The inside scoop on ice cream: Chinese consumers want both indulgence and health
According to market research provider Euromonitor International, sales revenue of ice cream in China is expected to reach RMB45 billion (US$6.5b) this year.
Meanwhile fellow research agency Mintel predicts the market to grow at a CAGR of 11.9% to reach RMB71 billion (US$10b) over the next five years.
Mintel’s China Reports associate food and drink analyst, Belle Wang said: “Today’s consumers no longer see ice cream as only a summer treat, but as a dessert or snack that can be eaten all year long.
“Instead of having ice cream to cool down, consumers are eating it to indulge and treat themselves,” she said.
In addition, “Ice cream brands are altering their business strategies to encourage more sales, from targeting younger consumers to introducing low-calorie ice cream.”
According to the Mintel report, as many as 61% of dessert consumers in China are willing to pay more for desserts that are all-natural or free-from additives, and 54% are willing to pay more for desserts that are high in nutrition (e.g. protein, probiotics).
It also revealed that 43% of dessert consumers in China are interested in trying ice cream containing superfoods such as chia, hemp seed, and avocado.
Wang added: “The use of natural ingredients is becoming more important in the food and drink industry overall, including the indulgent dessert category.
"Chinese consumers are increasingly pursuing snack foods that are healthy, high-quality and safe," said Neil Wang, president of consultancy Frost and Sullivan.
According to Euromonitor, traditional ice cream products are being edged out by low-calorie varieties with natural sweeteners in the Chinese market.
Low-sugar ice cream is seen as a healthier alternative to traditional ice cream, and is driving the high-end oriented growth through the use of natural and high-quality ingredients, said the report.
Last year, Haagen-Dazs, a US ice cream brand introduced special ice cream flavours like cherry blossom, lavender and blueberry, and raspberry and white peach in China.
This year, it launched jasmine and orange blossom flavours, to cater to young consumer groups who would like to pursue freshness and fashion.

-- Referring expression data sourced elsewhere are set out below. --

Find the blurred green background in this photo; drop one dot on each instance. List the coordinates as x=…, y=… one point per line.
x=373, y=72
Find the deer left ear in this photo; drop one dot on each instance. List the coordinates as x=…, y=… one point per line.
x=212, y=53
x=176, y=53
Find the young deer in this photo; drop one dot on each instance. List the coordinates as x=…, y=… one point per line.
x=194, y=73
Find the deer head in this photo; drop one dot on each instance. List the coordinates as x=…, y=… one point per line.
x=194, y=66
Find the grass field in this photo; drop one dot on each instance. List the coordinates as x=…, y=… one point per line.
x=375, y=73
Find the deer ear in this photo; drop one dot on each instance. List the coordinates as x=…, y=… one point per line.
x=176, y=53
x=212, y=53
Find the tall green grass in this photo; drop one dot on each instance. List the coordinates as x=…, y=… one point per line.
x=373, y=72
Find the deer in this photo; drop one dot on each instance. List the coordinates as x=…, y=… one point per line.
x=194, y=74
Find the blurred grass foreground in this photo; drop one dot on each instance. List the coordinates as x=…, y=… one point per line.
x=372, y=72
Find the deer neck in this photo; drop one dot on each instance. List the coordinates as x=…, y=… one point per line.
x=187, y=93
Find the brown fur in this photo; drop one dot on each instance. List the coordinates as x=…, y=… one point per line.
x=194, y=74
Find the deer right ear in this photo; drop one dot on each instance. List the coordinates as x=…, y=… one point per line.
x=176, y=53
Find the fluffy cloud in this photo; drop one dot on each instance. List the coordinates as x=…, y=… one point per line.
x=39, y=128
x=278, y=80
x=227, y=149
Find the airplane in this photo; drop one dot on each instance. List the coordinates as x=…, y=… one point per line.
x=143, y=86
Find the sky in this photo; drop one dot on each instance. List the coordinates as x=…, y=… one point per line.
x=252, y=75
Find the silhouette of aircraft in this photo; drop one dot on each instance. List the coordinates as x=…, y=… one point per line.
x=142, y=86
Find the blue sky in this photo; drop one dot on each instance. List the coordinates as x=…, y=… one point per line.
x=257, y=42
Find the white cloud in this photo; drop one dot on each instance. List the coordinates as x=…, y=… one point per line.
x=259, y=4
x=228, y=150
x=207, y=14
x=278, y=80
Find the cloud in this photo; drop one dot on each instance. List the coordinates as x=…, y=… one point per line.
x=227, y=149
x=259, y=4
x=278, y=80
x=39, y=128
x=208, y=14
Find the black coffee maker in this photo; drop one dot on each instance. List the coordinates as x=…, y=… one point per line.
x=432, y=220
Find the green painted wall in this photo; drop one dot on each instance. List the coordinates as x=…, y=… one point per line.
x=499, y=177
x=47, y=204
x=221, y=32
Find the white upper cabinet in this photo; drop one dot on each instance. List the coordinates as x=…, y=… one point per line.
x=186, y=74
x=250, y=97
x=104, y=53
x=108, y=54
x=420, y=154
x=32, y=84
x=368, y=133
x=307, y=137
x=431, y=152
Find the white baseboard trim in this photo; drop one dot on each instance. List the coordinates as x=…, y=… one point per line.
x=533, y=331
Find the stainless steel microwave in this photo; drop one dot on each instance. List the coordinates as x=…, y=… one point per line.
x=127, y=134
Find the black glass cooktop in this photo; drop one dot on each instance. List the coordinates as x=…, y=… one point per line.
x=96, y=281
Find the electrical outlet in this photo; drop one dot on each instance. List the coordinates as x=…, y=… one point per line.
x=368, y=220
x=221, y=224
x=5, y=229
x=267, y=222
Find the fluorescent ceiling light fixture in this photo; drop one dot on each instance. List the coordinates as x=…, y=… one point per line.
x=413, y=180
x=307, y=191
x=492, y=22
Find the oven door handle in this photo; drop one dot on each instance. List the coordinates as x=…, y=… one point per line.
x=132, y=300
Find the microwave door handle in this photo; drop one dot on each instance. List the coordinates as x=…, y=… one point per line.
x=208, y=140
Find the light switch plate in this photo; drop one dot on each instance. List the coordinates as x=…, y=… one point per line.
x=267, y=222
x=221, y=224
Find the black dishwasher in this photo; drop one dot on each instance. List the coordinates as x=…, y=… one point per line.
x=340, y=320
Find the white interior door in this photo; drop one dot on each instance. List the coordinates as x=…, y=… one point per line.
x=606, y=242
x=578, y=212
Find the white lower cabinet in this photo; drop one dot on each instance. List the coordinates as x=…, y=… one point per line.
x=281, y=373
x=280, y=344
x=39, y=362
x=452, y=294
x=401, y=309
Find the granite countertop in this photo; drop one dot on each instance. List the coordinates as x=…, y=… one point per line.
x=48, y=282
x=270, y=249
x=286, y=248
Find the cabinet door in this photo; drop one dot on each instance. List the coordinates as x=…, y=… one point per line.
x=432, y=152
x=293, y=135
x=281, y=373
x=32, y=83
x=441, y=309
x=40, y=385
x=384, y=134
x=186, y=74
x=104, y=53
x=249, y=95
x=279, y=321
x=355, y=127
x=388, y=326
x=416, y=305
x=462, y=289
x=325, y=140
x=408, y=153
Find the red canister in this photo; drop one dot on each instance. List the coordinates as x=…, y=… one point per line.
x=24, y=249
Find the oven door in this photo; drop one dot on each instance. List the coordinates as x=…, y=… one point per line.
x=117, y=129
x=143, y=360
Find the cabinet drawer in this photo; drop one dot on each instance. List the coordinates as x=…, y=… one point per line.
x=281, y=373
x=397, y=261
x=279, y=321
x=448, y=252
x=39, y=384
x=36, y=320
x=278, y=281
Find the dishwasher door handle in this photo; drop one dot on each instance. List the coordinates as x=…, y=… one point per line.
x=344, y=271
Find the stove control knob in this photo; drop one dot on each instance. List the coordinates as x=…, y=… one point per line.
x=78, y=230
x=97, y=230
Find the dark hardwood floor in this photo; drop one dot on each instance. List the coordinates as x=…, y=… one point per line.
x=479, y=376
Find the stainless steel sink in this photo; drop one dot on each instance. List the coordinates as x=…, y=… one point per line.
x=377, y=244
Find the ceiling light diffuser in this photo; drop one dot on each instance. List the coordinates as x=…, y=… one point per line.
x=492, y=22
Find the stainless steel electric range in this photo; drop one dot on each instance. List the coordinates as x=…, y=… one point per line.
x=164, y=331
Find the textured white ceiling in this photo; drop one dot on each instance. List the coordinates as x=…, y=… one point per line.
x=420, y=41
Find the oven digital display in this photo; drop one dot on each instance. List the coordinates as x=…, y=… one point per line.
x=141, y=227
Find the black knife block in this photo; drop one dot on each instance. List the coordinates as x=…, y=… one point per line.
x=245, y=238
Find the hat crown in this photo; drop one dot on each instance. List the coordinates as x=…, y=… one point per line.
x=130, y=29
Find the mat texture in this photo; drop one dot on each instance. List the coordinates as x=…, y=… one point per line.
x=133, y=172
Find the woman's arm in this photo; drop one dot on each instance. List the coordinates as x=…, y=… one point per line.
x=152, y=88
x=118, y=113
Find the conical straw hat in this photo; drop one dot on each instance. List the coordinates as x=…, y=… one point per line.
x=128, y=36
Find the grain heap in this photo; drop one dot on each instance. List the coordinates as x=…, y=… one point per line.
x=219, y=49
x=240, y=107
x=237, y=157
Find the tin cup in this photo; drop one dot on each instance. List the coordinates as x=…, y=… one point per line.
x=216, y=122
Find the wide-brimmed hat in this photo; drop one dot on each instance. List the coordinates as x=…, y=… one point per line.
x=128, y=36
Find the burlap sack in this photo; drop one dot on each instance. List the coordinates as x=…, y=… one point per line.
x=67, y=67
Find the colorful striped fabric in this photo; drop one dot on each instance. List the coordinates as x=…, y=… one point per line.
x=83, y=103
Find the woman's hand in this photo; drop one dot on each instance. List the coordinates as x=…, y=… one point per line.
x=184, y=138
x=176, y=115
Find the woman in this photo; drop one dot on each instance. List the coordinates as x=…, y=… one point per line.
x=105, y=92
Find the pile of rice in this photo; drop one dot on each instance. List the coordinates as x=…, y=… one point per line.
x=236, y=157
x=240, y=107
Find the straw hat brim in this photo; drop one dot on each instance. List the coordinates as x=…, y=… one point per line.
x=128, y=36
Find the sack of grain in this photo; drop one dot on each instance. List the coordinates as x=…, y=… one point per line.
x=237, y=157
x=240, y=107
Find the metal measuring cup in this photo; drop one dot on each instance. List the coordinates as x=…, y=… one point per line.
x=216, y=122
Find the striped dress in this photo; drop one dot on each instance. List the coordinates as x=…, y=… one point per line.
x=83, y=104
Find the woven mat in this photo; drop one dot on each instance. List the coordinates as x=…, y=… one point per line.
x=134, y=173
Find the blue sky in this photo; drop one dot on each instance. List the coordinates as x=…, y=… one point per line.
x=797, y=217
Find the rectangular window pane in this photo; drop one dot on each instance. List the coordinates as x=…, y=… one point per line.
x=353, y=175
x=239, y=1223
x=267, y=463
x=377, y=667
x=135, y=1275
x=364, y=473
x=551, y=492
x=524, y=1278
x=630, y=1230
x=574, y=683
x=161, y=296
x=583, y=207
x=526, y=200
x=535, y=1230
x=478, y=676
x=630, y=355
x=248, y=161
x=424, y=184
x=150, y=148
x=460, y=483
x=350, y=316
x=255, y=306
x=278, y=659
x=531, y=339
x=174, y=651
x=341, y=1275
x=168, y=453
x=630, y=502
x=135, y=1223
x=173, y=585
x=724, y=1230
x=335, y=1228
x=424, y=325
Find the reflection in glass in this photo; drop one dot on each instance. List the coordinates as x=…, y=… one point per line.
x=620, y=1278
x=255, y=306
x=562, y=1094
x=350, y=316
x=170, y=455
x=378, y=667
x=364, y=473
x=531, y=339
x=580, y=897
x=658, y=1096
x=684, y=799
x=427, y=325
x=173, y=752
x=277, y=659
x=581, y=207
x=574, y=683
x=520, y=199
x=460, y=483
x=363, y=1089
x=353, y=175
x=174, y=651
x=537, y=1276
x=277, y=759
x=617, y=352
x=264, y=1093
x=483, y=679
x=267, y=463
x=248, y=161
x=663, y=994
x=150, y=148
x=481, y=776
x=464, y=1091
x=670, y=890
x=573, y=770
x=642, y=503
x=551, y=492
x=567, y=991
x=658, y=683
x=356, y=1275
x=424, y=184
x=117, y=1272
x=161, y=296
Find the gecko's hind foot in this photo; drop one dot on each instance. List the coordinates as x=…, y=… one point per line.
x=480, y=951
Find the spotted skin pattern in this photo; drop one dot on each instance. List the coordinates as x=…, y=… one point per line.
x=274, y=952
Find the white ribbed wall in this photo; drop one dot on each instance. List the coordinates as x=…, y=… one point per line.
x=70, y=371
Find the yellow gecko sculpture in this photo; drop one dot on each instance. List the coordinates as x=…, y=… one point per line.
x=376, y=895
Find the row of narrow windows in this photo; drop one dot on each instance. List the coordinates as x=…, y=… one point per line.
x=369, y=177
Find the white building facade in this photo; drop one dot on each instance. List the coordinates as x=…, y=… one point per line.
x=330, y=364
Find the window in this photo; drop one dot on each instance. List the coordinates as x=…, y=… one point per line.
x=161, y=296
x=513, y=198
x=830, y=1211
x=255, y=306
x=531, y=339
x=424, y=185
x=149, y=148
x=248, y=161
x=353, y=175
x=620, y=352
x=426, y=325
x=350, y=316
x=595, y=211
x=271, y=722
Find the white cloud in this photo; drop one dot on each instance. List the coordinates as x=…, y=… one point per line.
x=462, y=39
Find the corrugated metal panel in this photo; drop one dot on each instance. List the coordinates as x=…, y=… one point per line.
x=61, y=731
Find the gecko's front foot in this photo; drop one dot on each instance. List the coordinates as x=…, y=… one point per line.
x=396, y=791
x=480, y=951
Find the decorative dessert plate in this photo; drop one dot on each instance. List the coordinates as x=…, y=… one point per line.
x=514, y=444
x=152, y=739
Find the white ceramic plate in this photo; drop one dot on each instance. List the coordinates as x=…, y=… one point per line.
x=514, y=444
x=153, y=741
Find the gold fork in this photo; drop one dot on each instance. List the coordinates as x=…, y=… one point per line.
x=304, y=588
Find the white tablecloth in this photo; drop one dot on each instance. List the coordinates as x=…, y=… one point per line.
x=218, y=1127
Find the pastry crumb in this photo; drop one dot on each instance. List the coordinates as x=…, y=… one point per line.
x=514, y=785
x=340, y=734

The company said all of its ingredients use imported pure cream and natural raw materials, and there are no synthetic food stabilisers, emulsifiers and sweeteners.
Wang added: “With health and wellness mainstreaming in urban China today, dessert shop brands can look into using more natural ingredients like seasonal fruits and superfoods.”
To compete with other foodservice businesses, dessert shops in China can focus on the after-meal occasion and develop more after-meal desserts.
According to Mintel’s report, 49% of respondents said that they have desserts after meals.
Of all respondents who have desserts after a meal, 62% said they want to try new flavours, and 61% said they want to treat or indulge themselves.
“[Dessert shops] can consider developing more offerings that are high in protein, or even probiotics seeing as Chinese consumers like having desserts after their meals,” she added.